High Court Justice Azizul Azmi Adnan made the decision today, and ruled for the plaintiff to cover costs amounting to RM405,000, which include RM75,000 directed to Apex Equity and its wholly-owned unit JF Apex Securities Bhd, and RM30,000 to Mercury Securities

Lawyer Khor Heng How, who is part of the legal team representing Concrete Parade, told theedgemarkets.com that they have not received direction on whether to appeal against Justice Azizul's decision today.

In summary, Justice Azizul dismissed Concrete Parade's application to void the heads of agreement (HoA) signed between Apex Equity and Mercury Securities, and a business merger agreement (BMA) signed by Apex Equity, JF Apex, and Mercury Securities in 2018.

The judge also dismissed the request for similar declaration on the subscription agreements inked between Apex Equity and seven individuals in relation to the merger proposition.

Additionally, he also dismissed Concrete Parade's application for all share buy-back transactions carried out by Apex Equity in 2005-2017 to be null and void.

Justice Azizul, in making his decision today, said the HoA and the BMA did not breach Section 85 and 223 of the Companies Act 2016.

This took into consideration that Apex Equity shareholders are aware of share dilution effects in relation to the merger proposal, and the pre-emptive rights in relation to issuance of new shares.

Additionally, Apex Equity's extraordinary general meeting which approved the proposal, carried the will of the majority of the shareholders.

"The company cannot obtain shareholders' approval before the agreement in principal [of the proposal], or that will destroy the confidentiality surrounding the transaction," Justice Azizul added.

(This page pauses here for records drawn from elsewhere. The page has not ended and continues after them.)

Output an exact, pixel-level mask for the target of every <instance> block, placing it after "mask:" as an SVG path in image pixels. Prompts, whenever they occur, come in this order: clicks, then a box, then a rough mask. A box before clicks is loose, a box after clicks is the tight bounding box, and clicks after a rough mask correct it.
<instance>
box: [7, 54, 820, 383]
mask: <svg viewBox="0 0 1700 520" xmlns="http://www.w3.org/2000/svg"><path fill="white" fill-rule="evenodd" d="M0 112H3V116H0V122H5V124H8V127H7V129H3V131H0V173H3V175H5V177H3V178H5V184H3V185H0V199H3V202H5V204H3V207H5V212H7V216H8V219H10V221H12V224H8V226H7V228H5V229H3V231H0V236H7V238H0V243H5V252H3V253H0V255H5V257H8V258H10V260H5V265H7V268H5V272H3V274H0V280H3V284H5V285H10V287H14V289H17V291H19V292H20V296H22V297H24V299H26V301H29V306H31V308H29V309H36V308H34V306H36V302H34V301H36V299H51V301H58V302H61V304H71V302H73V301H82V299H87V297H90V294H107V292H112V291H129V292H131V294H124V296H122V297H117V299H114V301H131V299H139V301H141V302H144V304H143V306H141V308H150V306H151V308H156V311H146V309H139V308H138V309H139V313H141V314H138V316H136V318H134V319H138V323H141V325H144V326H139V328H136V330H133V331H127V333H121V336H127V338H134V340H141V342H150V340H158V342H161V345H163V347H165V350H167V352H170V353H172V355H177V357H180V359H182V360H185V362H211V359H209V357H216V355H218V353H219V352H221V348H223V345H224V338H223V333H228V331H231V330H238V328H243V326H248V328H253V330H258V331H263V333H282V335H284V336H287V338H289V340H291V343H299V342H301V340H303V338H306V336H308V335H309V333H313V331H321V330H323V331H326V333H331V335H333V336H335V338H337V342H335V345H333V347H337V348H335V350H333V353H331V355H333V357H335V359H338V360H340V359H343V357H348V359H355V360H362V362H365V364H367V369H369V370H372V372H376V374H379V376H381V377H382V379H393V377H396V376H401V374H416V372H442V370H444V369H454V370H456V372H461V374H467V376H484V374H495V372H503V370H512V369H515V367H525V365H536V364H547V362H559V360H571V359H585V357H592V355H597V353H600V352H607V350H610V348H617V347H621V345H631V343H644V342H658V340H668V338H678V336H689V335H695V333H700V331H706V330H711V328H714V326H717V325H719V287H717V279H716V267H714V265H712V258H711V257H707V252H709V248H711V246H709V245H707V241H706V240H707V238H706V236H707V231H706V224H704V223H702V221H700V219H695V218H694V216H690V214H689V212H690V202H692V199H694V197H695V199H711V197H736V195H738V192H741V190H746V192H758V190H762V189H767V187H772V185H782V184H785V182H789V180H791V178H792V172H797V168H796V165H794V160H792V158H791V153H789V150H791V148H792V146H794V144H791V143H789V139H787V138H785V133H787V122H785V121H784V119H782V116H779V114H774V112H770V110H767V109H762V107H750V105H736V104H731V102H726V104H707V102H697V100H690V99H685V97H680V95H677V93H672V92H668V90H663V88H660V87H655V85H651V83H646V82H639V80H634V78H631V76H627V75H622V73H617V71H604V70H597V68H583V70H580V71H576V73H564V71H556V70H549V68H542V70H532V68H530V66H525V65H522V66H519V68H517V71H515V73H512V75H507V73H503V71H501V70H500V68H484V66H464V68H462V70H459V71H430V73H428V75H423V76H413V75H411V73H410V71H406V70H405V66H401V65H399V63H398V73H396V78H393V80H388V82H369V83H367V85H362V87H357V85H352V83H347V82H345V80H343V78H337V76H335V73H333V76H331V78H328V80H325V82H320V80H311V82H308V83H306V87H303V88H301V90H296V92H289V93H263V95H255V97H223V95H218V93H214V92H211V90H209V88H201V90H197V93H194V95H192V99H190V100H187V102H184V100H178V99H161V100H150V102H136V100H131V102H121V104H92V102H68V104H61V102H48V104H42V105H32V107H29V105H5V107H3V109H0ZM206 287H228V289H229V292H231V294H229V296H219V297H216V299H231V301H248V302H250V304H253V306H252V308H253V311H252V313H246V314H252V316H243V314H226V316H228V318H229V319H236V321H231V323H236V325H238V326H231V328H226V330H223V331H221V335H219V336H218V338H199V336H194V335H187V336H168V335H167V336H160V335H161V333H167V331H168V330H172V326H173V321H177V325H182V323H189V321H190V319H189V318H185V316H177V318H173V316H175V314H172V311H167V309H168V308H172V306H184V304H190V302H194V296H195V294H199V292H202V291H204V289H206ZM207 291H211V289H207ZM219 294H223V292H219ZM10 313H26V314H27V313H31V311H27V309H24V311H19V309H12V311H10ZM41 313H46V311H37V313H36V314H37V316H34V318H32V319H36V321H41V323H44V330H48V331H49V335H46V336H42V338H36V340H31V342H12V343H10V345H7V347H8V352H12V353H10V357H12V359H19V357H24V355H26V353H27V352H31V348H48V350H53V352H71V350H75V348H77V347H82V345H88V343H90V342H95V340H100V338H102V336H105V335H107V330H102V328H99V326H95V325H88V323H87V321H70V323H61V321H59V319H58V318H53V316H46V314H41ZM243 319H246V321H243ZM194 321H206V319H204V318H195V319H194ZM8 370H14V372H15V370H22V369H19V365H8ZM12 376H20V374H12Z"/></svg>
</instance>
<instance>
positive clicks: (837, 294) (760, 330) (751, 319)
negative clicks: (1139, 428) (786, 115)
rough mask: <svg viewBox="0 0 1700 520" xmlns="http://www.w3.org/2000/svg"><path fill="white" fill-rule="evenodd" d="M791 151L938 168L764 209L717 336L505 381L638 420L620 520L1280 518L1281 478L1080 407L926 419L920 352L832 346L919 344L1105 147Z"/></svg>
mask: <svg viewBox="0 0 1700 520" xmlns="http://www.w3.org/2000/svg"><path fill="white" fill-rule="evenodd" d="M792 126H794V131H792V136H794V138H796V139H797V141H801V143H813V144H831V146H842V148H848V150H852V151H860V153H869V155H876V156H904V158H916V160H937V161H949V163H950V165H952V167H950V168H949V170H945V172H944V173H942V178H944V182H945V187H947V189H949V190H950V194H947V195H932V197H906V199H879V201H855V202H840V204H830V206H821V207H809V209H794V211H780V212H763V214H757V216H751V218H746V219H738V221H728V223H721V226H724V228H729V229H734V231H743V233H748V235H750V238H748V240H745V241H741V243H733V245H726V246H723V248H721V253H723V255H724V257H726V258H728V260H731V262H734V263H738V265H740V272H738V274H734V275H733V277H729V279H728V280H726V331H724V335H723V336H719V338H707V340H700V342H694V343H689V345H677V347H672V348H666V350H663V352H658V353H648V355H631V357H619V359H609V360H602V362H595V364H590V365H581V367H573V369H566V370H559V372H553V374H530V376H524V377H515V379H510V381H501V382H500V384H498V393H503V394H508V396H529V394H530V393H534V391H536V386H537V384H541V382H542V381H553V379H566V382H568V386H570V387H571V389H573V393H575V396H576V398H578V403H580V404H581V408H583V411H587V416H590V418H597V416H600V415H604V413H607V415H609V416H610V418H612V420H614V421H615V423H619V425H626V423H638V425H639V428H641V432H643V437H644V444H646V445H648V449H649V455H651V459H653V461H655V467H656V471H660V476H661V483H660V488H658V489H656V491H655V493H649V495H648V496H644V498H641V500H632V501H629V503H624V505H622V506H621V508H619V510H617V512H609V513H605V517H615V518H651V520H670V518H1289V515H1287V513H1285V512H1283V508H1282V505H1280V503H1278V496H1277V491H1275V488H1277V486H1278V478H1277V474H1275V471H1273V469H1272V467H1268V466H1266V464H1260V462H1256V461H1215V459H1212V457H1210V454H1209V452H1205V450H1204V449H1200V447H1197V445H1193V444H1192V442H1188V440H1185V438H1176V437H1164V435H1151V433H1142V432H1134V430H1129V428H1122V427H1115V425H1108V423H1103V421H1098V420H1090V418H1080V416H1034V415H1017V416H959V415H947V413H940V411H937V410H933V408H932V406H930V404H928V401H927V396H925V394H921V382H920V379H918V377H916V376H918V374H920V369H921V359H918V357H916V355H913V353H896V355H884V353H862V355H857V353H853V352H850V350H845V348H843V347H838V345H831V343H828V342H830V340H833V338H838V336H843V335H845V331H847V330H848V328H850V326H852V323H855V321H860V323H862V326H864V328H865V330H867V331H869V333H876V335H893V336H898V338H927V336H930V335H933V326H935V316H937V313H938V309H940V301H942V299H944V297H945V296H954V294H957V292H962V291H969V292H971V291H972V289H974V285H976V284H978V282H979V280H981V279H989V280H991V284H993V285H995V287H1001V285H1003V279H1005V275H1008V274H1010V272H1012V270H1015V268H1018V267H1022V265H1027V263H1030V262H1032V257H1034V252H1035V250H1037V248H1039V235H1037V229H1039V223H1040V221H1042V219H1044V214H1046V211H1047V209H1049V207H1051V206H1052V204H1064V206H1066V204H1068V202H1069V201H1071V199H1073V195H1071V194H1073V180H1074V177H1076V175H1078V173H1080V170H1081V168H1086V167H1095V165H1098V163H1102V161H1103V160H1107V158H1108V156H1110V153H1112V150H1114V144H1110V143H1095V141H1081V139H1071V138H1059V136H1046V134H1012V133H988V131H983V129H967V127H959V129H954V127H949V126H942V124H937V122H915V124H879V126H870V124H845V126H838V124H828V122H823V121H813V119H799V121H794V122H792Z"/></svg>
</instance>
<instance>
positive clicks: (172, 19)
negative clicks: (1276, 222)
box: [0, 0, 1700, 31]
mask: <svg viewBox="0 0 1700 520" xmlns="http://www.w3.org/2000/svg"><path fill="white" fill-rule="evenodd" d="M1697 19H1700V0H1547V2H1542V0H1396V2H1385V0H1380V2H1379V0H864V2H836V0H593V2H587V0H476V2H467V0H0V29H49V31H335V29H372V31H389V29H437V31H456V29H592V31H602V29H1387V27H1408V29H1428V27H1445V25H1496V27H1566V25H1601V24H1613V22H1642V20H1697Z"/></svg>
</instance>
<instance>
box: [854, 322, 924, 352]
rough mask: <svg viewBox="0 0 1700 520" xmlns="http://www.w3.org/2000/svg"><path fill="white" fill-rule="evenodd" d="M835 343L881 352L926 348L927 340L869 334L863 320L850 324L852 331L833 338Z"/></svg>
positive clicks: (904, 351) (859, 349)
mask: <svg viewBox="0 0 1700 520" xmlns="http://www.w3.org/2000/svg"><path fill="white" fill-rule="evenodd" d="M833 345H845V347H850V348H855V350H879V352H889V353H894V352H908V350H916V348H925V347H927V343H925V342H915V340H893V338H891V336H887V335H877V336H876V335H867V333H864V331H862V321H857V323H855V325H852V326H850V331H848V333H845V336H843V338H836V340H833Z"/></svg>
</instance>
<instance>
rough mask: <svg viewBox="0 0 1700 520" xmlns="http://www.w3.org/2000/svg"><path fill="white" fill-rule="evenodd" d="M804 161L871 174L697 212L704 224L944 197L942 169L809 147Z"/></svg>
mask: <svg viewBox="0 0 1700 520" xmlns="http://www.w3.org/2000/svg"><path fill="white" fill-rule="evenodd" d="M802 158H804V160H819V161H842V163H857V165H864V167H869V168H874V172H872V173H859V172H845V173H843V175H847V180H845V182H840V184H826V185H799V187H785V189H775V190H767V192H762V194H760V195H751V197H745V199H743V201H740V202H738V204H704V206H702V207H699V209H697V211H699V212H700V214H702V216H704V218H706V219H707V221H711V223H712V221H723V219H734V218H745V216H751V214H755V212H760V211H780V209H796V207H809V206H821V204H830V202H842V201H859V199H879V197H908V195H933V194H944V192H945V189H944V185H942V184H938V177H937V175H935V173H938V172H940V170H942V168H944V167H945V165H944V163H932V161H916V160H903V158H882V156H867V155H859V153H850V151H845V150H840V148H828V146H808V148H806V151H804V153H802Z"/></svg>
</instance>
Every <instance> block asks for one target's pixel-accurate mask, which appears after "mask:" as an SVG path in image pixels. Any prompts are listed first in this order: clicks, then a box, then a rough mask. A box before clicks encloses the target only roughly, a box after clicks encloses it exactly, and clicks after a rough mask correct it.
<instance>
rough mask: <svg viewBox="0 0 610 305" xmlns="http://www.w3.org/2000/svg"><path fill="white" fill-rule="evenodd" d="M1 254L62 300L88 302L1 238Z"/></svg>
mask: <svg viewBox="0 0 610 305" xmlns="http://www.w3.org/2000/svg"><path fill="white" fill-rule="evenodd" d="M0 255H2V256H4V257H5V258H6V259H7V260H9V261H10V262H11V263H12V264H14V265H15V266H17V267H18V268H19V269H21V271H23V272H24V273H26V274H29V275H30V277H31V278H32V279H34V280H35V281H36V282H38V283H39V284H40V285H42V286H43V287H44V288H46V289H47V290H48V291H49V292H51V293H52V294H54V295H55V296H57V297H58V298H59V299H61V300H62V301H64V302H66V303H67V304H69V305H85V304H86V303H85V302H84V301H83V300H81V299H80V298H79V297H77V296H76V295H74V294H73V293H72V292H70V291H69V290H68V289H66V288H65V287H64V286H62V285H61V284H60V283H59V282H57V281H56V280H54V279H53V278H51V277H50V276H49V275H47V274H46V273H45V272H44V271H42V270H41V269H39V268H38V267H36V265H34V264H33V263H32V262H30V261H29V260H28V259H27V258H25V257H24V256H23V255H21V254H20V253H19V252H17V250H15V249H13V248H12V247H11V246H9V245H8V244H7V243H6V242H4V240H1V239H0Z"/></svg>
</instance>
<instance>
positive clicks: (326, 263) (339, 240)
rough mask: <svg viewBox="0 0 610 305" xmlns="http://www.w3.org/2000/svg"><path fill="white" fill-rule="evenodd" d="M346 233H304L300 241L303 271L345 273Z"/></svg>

Section 85 underlines the pre-emptive rights to new shares in a company, while Section 223 underlines the approval of company required for disposal by directors of company's undertaking.

He also found no oppression against shareholders in the manner which Apex Equity conducted its share buy-backs in 2005-2017.

This is because the company made the necessarily rectification by seeking validation order for the transactions as soon as the company found that its memorandum and articles of association did not provide the company with the requisite authority to conduct the buy-backs in the past.

Concrete Parade, which owns a 4.17% stake in Apex Equity, filed the OS on Feb 25, 2019.

The OS was filed against 16 parties, namely Apex Equity, five of its directors and its former executive director Zulazman Zulkifli, JF Apex, Mercury Securities, and the seven individuals who will take up 20 million new shares in Apex Equity in relation to the merger proposal.

Under the BMA, Apex Equity will be taking over Mercury Securities' stockbroking, corporate advisory and other related businesses for RM140 million, and transfer them to JF Apex.

Of the proposed consideration, RM48 million will be settled in cash, while RM92 million will be satisfied via the issuance of new shares, according to Apex Equity's stock exchange filing.